27/05/2019

Ando indocumentada

É verdade: de há duas semanas para cá, ando ilegal. Tenho o meu bilhete de identidade de cidadão nacional, vulgo cartão de cidadão europeu, caducado. Passado da validade, mais ainda do que eu. Expirou (Santinho!). Tem sido a minha pequena irreverência, a minha rebeldia à maluca, o eu sentir-me um nico marginal, quase uma delinquente.
Aconteceu que a pessoa humana, tal como milhares de concidadãos e concidadãs, tinha uma data de apodrecimento do coiso para os meses de Março, Abril e Maio de 2019. As notícias que de lá vinham - provindas de quem tentou a renovação antes de mim - eram de algo de semelhante ao apocalipse elevado ao serviço público. Coisas com senhas que, afinal, não garantem a vez aos humanos, chusmas de gentes que se faz valer de prioridades muita malucas (ainda vou escrever um post sobre o trio que empurra o carrinho da criança elevador adentro e gozam todos da prioridade), funcionários que vão tomar café de meia em meia hora, tempos de atendimento para lá da morte lenta, filas gigantescas em caracol, em espiral e em linha recta, a darem a volta ao bilhar grande. 
E porque não me apetece baixar a varina três vezes (mínimo) no mesmo dia, ora porque vejo um velho com um latagão de 18 anos ao colo, ora porque me passo com o do balcão derivados à quantidade de vezes que ele interrompe o serviço para ir defecar, ora porque tenho um ataque de pernas inquietas e já ninguém me segura sentada, eu sei lá, toda uma vida de transtornos que só eu sei, decidi que amanhã madrugo, atiro-me da cama abaixo ainda quase de noite e percorro oitenta quilómetros de estrada, mas vou fazer o meu cartão novo a outra cidade deste país. 
(É claro que me preocupa o facto de chegar lá ensonada e depois andar dez anos - serão dez, sinto-o - com a mesma cara de bêbada olheirenta no meu documento. Mas tudo por deslargar a vida boémia em que ando há duas semanas.)
(E preocupa-me se me mandarem sorrir.

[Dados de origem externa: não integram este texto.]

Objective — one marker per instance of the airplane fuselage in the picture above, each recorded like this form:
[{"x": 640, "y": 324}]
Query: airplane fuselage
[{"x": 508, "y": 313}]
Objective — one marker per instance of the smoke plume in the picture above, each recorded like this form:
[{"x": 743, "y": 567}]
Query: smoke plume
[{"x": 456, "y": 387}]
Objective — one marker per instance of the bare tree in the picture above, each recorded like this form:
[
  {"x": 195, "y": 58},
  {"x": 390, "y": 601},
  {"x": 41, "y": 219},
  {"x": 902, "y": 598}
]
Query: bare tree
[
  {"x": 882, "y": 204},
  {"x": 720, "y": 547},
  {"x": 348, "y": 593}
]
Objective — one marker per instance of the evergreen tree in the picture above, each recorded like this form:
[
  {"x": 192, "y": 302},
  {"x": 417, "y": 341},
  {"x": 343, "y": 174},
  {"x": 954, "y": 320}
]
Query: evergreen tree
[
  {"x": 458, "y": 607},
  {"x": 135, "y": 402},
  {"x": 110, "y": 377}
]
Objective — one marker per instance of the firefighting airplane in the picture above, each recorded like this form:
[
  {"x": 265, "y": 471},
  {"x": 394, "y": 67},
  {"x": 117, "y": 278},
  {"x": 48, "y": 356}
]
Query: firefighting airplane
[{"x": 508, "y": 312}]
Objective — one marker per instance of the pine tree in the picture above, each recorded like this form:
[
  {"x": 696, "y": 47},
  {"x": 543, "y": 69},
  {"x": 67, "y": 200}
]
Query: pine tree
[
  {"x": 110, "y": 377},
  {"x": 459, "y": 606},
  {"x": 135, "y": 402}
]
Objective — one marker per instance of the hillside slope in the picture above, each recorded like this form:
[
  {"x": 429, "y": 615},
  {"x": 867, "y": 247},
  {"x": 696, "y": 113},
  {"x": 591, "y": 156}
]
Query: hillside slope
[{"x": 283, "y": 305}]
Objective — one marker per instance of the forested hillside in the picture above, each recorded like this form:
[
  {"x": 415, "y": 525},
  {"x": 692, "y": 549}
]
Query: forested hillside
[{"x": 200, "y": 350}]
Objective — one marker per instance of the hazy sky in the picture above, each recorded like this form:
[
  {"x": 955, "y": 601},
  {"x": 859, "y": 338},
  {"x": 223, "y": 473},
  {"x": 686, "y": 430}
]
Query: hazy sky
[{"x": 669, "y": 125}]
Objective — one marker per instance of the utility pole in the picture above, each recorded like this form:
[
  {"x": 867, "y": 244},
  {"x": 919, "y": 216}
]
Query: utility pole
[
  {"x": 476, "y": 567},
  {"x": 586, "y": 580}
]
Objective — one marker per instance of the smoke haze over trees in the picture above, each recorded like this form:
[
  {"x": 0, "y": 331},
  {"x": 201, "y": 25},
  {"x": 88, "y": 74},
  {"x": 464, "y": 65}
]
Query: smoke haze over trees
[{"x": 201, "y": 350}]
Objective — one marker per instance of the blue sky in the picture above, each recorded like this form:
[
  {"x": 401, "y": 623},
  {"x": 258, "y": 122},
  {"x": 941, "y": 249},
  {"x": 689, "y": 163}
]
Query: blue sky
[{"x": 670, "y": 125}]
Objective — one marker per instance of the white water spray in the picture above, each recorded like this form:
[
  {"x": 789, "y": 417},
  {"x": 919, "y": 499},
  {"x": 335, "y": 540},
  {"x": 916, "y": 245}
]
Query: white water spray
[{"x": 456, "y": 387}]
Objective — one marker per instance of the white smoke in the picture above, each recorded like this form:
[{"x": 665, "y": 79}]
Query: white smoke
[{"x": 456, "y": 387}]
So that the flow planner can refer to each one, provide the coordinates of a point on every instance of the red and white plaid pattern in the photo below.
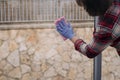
(107, 33)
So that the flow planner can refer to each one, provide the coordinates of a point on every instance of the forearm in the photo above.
(74, 39)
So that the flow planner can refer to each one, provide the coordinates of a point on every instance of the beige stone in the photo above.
(25, 69)
(25, 58)
(1, 42)
(3, 64)
(26, 76)
(50, 72)
(15, 73)
(51, 53)
(31, 50)
(14, 58)
(3, 77)
(31, 39)
(36, 75)
(72, 74)
(22, 47)
(13, 34)
(36, 67)
(44, 66)
(13, 46)
(7, 68)
(4, 50)
(4, 35)
(58, 78)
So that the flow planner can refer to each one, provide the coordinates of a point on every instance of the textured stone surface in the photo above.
(14, 58)
(15, 73)
(42, 54)
(4, 50)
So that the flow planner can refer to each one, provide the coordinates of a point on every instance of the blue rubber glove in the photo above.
(65, 29)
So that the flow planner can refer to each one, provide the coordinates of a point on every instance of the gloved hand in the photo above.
(64, 28)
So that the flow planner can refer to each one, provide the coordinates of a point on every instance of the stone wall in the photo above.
(41, 54)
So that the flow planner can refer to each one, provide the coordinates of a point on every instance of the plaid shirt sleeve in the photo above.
(107, 31)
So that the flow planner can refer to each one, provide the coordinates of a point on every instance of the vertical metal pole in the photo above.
(97, 61)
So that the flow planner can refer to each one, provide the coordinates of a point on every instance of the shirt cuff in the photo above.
(77, 44)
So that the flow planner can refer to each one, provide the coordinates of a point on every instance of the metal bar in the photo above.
(97, 61)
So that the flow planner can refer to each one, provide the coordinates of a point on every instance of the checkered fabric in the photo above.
(107, 33)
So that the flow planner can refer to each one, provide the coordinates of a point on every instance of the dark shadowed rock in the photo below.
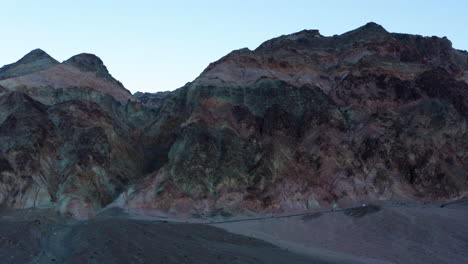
(303, 121)
(34, 61)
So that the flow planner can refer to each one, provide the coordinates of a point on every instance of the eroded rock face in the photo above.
(303, 121)
(306, 120)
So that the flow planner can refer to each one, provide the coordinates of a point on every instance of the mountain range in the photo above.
(303, 121)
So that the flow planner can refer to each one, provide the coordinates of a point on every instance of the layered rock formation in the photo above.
(302, 121)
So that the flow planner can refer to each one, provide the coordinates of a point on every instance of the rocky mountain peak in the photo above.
(34, 61)
(90, 63)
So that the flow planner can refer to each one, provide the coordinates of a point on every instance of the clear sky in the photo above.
(160, 45)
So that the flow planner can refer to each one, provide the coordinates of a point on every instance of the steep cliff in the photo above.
(302, 121)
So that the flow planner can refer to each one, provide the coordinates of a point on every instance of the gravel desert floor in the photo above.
(389, 233)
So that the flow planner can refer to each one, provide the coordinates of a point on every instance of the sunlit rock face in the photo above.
(303, 121)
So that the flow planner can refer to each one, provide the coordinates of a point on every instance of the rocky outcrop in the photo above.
(37, 73)
(302, 121)
(307, 120)
(34, 61)
(152, 99)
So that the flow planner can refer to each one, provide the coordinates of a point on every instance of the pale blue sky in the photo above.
(160, 45)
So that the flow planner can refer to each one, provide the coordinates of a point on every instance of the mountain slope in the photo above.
(303, 121)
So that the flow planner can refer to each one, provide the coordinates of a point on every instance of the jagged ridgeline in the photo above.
(302, 121)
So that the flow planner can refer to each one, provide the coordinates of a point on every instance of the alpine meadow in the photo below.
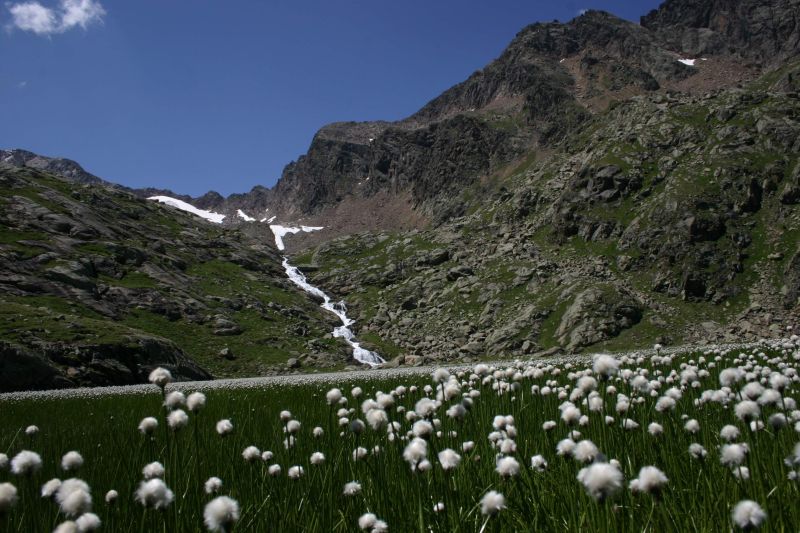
(562, 295)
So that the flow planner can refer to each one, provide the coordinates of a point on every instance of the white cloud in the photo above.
(41, 20)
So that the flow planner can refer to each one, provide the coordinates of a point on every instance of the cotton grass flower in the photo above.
(251, 454)
(148, 425)
(352, 488)
(196, 401)
(8, 497)
(26, 463)
(153, 470)
(74, 497)
(747, 514)
(212, 485)
(71, 461)
(605, 366)
(221, 513)
(154, 494)
(697, 451)
(88, 522)
(224, 427)
(650, 480)
(492, 503)
(177, 419)
(601, 480)
(449, 459)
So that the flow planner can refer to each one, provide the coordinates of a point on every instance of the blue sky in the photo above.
(198, 95)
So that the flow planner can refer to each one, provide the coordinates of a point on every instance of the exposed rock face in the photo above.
(760, 30)
(97, 286)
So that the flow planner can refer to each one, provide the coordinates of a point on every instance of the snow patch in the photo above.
(244, 216)
(183, 206)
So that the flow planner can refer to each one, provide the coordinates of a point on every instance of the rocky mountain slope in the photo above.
(548, 82)
(98, 286)
(668, 218)
(601, 183)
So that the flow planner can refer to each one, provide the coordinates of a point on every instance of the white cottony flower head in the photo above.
(449, 459)
(26, 462)
(601, 480)
(352, 488)
(492, 503)
(160, 377)
(8, 497)
(148, 425)
(251, 454)
(153, 470)
(650, 481)
(221, 513)
(697, 451)
(88, 522)
(154, 493)
(177, 419)
(196, 401)
(175, 399)
(50, 488)
(212, 485)
(605, 366)
(732, 454)
(224, 427)
(565, 447)
(333, 396)
(74, 497)
(71, 461)
(748, 514)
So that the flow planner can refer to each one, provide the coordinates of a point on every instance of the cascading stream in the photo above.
(339, 309)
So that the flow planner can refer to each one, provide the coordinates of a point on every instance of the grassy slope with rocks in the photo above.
(98, 286)
(668, 218)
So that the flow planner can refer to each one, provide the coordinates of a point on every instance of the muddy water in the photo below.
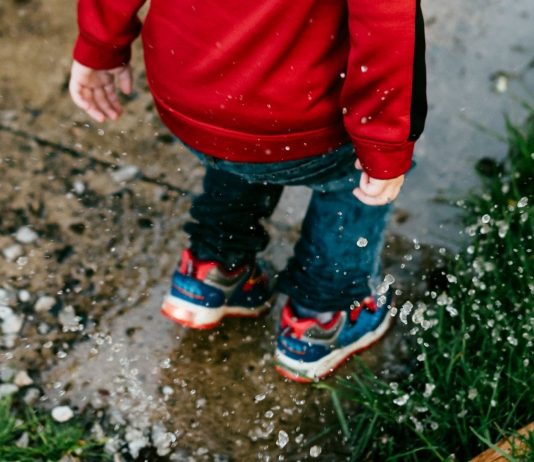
(106, 247)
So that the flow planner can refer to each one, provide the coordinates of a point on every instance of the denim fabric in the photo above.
(329, 270)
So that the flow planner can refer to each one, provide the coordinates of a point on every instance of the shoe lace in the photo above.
(297, 327)
(368, 303)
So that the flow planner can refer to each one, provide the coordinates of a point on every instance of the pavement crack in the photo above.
(77, 154)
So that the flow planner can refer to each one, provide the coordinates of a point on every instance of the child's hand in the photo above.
(95, 91)
(377, 192)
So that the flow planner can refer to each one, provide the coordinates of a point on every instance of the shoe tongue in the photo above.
(300, 326)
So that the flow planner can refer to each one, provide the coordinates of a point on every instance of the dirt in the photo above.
(106, 248)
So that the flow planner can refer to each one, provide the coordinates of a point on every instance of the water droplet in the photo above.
(361, 242)
(452, 311)
(315, 451)
(402, 400)
(472, 393)
(429, 389)
(452, 278)
(389, 279)
(283, 439)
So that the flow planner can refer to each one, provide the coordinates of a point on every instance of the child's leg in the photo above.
(218, 275)
(337, 259)
(227, 227)
(333, 275)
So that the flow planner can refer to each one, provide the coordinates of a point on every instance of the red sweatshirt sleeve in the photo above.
(384, 95)
(106, 31)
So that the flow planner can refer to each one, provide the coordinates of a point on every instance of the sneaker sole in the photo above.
(198, 317)
(303, 372)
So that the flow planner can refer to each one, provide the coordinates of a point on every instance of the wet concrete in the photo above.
(106, 246)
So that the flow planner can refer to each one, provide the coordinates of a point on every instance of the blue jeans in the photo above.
(337, 258)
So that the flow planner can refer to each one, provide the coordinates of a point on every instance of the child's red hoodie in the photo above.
(275, 80)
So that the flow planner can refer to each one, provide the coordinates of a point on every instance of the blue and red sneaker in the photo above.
(308, 350)
(203, 292)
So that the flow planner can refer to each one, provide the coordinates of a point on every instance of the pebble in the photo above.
(22, 379)
(44, 303)
(26, 235)
(23, 441)
(69, 321)
(43, 328)
(12, 324)
(62, 413)
(7, 389)
(12, 252)
(126, 173)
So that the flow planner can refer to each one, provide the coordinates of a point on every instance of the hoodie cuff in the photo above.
(100, 56)
(384, 161)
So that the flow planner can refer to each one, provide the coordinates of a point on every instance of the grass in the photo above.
(473, 382)
(48, 441)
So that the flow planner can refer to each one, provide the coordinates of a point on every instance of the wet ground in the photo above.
(90, 231)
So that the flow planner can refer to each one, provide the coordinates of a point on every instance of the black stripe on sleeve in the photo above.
(419, 105)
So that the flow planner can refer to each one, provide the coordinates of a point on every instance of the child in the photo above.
(327, 94)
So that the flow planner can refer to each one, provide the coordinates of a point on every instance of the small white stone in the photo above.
(22, 379)
(7, 389)
(69, 321)
(62, 413)
(79, 187)
(26, 235)
(24, 296)
(12, 324)
(126, 173)
(44, 303)
(12, 252)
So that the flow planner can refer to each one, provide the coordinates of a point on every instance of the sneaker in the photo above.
(308, 350)
(202, 292)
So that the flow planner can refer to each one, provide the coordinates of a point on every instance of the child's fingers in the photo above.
(382, 199)
(103, 103)
(371, 186)
(111, 93)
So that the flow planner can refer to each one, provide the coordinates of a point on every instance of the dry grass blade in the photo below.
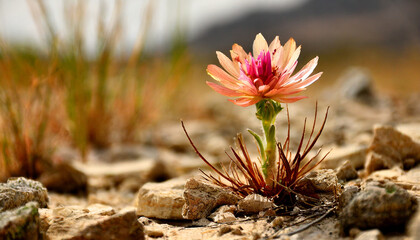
(244, 176)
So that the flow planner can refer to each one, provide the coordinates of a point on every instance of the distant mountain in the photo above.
(320, 25)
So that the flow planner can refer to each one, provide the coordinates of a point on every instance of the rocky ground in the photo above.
(368, 187)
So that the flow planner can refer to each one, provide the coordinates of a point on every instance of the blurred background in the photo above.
(88, 74)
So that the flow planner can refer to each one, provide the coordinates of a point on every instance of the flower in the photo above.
(267, 74)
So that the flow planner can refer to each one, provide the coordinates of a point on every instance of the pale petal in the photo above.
(309, 81)
(245, 102)
(284, 91)
(274, 45)
(239, 52)
(293, 58)
(288, 50)
(223, 77)
(260, 44)
(227, 64)
(284, 79)
(223, 90)
(288, 99)
(306, 70)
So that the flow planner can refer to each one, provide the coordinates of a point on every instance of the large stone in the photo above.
(94, 222)
(254, 203)
(20, 223)
(19, 191)
(202, 197)
(390, 148)
(64, 178)
(373, 234)
(356, 84)
(387, 206)
(161, 200)
(414, 228)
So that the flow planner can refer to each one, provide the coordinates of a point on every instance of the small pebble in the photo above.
(154, 233)
(278, 222)
(224, 229)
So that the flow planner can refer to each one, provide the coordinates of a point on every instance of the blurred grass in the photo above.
(394, 71)
(95, 100)
(63, 96)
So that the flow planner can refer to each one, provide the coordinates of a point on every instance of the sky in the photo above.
(17, 22)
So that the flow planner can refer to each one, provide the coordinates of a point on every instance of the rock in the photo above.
(387, 206)
(346, 172)
(130, 175)
(224, 214)
(278, 222)
(19, 191)
(373, 234)
(201, 197)
(154, 232)
(21, 223)
(161, 200)
(390, 148)
(224, 229)
(414, 227)
(322, 180)
(386, 174)
(347, 195)
(356, 84)
(355, 154)
(64, 178)
(94, 222)
(410, 129)
(254, 203)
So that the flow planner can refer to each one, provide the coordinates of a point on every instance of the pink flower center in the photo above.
(260, 70)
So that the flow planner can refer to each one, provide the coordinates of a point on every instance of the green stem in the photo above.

Ainda tenho o meu aparelho, do qual não rezará a história daqui a dez anos.)
(E também me preocupa se me quiserem medir. E se encolhi?) (E se cresci?) (Não saberei lidar com tais mudanças.)
(E aquela cena da assinatura com a caneta óptica. Pareço uma analfabeta a assinar.) (Talvez assine de cruz.)
(Não vou ter tempo de lavar o cabelo antes de ir. Vai assim, deslavado, que se fornique.)
Era capaz de ser melhor dormir até à hora de sempre e depois enfrentar as bichas no sossego da minha cidade.